Sydney's criminals could soon be travelling in luxury. NSW police are evaluating the Mercedes-Benz Vito van among other vehicles as a possible replacement for the fleet of 300 Holden Rodeo utilities.
The $40,000 Mercedes (pictured) has been modified to carry up to four officers and four offenders. It is on trial for three weeks in Auburn and other suburbs where police are looking to replace the Rodeo with the slower, purpose-built van for general duties and prisoner transport.
Police Holden Rodeos were given more power in February 1998 – when they switched from four-cylinder to V6 engines – and a spate of crashes followed. The Rodeos were banned in April 2000 from taking part in pursuits or urgent-duty driving except in life-threatening situations.
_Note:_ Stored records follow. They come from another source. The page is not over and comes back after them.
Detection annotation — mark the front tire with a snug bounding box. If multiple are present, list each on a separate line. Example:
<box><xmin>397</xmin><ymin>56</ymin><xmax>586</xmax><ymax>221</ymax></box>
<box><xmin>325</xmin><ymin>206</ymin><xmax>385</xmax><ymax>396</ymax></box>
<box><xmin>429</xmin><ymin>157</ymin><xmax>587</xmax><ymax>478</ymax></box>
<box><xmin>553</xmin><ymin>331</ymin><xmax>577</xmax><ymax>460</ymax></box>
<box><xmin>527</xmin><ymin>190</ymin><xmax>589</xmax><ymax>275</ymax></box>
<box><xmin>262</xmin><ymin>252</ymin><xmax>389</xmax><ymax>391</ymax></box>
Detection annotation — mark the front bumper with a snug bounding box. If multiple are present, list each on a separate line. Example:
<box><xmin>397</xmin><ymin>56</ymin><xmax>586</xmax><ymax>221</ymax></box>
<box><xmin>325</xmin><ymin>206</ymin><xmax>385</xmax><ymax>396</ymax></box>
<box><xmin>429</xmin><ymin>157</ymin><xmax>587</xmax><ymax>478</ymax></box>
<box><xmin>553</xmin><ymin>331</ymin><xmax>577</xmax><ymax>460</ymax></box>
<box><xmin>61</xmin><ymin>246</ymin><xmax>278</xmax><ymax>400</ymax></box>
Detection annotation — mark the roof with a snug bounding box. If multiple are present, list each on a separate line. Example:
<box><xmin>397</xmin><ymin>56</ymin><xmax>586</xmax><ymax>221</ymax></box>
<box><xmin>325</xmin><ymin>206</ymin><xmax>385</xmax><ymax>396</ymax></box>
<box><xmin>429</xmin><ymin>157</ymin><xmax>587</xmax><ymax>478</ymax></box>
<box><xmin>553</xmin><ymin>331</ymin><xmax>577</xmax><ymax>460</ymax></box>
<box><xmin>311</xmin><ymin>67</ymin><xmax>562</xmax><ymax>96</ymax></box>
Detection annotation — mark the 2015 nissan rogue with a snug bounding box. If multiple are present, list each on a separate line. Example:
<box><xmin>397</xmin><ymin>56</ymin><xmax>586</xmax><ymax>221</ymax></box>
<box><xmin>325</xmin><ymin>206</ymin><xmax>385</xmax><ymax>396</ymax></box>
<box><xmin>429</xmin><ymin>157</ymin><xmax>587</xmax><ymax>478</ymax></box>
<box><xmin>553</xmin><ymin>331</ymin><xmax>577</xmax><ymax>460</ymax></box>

Because of manufacturing requirements at Holden's Japanese factory, Rodeos with the bigger V6 engine had to be equipped with taller, 4WD suspension. However, this, combined with the cage fitted to the rear of the utility, adversely affected the Rodeo's stability.
At the time the V6 Rodeos
were introduced, a general duties constable said: "At 140kmh they feel like a Manly ferry: they're all over the place. They've given us more power, but at the same time given us a higher centre of gravity."
A police source said yesterday: "There's nothing wrong with the standard Rodeo, but we had concerns about its stability with police cages fitted on the back."
Holden and Ford sedans used by police are fitted with sports suspension and special brakes; the Rodeo is basically a commercial vehicle fitted with a cage for prisoner transport. The police Rodeos also lack anti-lock brakes and airbags.
NSW police are also evaluating five Holden sedans equipped with a so-called safety cell, a screen behind the front seats similar to those used in taxis. The rear cushion is replaced by a plastic seat that can be hosed out and makes it difficult for prisoners to secrete contraband.
Sedans fitted with safety cells are also expected to free up police time because officers will no longer need to wait up to an hour for a caged truck to transport a prisoner. It would allow them to process offenders and get back on the road more quickly.